There`s a lot of type parameters, but the essential idea is that Translate represents a transformation that can be applied to a value of type a in a context c, and produces a value of type b in the monad m. Actually, we require m to be a MonadPlus, as this allows us to encode notions of success and failure, which are integral to strategic programming. Specifically, mzero represents failure and mplus is a "catch" for both mzero and fail. To avoid clutter we`ll omit the class constraints, but just imagine that wherever you see an m there`s a (MonadPlus m => ...) to go with it.

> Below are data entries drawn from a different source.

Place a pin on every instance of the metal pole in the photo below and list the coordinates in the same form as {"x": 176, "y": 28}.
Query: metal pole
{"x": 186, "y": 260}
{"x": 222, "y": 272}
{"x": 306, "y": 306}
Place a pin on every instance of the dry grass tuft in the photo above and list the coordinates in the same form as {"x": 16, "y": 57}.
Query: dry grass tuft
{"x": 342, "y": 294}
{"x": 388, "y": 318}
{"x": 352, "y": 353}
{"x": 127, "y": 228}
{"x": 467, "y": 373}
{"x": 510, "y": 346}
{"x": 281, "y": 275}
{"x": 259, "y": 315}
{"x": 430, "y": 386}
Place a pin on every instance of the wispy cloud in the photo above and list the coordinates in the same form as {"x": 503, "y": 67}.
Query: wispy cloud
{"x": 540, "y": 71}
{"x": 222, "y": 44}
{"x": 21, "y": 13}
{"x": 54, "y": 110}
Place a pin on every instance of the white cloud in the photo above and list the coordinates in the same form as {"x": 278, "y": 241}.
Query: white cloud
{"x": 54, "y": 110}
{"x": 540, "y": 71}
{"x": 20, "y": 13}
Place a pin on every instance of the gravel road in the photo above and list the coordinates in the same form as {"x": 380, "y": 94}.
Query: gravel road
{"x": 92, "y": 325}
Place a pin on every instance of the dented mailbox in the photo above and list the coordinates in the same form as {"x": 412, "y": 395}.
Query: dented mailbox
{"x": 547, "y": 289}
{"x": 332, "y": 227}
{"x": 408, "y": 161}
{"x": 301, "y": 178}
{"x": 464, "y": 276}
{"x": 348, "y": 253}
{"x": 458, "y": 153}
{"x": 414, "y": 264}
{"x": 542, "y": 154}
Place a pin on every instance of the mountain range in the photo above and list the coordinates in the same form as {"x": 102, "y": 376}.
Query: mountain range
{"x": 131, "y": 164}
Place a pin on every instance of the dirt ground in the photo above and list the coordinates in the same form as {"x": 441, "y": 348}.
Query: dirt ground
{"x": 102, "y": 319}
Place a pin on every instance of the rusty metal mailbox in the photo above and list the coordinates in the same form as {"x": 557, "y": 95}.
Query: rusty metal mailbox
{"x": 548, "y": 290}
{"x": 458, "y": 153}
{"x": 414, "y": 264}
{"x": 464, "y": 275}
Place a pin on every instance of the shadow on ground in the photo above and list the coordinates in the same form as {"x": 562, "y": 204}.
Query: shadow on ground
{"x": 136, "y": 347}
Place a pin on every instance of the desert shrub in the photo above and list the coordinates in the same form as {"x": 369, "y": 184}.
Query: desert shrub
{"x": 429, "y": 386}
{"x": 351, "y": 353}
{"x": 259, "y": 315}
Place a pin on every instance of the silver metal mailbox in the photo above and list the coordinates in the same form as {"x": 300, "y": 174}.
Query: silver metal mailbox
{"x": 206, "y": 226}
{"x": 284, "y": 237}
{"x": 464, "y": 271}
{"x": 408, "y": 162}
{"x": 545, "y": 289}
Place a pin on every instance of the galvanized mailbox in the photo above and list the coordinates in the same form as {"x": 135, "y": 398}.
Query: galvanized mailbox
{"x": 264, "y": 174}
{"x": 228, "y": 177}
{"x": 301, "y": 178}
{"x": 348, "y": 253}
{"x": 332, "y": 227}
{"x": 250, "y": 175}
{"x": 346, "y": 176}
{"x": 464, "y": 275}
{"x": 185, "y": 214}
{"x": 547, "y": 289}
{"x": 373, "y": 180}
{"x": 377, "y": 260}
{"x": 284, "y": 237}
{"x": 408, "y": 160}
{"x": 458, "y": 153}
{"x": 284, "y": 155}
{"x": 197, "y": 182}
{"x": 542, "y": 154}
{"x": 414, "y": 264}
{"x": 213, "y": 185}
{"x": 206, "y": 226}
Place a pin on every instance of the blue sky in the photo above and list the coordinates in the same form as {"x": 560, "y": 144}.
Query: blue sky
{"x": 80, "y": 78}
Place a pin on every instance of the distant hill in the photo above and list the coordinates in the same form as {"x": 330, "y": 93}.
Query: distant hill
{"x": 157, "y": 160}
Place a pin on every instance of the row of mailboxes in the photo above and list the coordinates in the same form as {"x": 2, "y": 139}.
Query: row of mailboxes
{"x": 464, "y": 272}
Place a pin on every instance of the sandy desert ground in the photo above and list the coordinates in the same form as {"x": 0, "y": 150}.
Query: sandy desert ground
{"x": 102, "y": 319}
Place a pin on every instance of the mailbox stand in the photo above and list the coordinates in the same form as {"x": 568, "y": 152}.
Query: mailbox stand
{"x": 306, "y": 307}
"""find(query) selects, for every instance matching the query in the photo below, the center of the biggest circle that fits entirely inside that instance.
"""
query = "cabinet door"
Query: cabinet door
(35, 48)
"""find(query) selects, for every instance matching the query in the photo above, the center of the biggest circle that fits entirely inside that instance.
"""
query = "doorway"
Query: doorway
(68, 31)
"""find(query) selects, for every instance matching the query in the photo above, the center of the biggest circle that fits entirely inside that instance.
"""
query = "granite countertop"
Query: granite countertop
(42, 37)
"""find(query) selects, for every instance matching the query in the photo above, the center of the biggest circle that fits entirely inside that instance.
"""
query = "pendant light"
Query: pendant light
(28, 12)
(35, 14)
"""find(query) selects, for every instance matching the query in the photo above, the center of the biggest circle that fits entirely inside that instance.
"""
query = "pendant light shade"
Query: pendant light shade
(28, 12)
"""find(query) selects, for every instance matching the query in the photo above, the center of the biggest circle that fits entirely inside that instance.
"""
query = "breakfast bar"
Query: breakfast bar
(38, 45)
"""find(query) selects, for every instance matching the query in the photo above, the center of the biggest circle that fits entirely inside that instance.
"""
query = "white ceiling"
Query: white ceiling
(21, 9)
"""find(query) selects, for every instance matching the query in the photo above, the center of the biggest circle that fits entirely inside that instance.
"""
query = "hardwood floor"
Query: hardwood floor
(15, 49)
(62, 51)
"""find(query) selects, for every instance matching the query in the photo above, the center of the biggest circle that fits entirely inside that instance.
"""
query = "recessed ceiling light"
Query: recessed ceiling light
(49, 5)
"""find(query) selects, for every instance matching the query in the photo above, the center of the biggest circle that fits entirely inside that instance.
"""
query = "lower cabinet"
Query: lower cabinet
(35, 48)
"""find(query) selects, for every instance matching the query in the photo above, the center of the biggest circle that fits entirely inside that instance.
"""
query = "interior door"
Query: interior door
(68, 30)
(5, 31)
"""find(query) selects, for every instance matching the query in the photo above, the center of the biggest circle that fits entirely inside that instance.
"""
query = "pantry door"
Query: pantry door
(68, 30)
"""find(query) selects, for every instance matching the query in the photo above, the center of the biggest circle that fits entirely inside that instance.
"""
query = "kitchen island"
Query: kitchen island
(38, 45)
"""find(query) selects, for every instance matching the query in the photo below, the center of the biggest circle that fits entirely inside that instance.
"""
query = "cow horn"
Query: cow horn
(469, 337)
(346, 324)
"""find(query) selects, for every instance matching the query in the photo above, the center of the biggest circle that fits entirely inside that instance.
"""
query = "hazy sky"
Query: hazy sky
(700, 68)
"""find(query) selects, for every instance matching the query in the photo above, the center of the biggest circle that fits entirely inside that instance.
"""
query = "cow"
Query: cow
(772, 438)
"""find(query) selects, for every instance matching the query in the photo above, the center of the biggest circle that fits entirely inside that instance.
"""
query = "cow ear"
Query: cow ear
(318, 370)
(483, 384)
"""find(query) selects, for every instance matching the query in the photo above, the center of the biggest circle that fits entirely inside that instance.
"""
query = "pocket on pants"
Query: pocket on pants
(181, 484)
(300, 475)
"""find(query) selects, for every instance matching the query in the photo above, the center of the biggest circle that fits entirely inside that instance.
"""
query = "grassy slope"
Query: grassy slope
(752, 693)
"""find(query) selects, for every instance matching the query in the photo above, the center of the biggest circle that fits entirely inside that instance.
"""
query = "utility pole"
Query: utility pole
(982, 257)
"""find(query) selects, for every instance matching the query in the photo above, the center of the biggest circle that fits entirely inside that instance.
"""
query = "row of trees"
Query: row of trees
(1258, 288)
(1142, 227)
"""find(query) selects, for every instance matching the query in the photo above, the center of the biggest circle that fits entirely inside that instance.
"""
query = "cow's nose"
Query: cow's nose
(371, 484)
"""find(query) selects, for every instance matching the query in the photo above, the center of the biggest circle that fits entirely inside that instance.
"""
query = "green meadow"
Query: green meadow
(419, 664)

We also define a synonym for the special case when the result and argument type coincide:
type Rewrite c m a = Translate c m a a

Translate itself forms a monad (and an arrow, and a bunch of other structures besides), which provides us with a lot of combinators for free. Two key definitions are composition and bind:
(>>>) :: Translate c m a b -> Translate c m b d -> Translate c m a d
t1 >>> t2 = translate $ \ c -> apply t1 c >=> apply t2 c

(>>=) :: Translate c m a b -> (b -> Translate c m a d) -> Translate c m a d
t >>= f = translate $ \ c a -> do b <- apply t c a
apply (f b) c a

Observe the difference: composition takes the result of the first translation as the argument to the second translation, whereas bind uses the result to determine the second translation, but then applies that second translation to the original argument.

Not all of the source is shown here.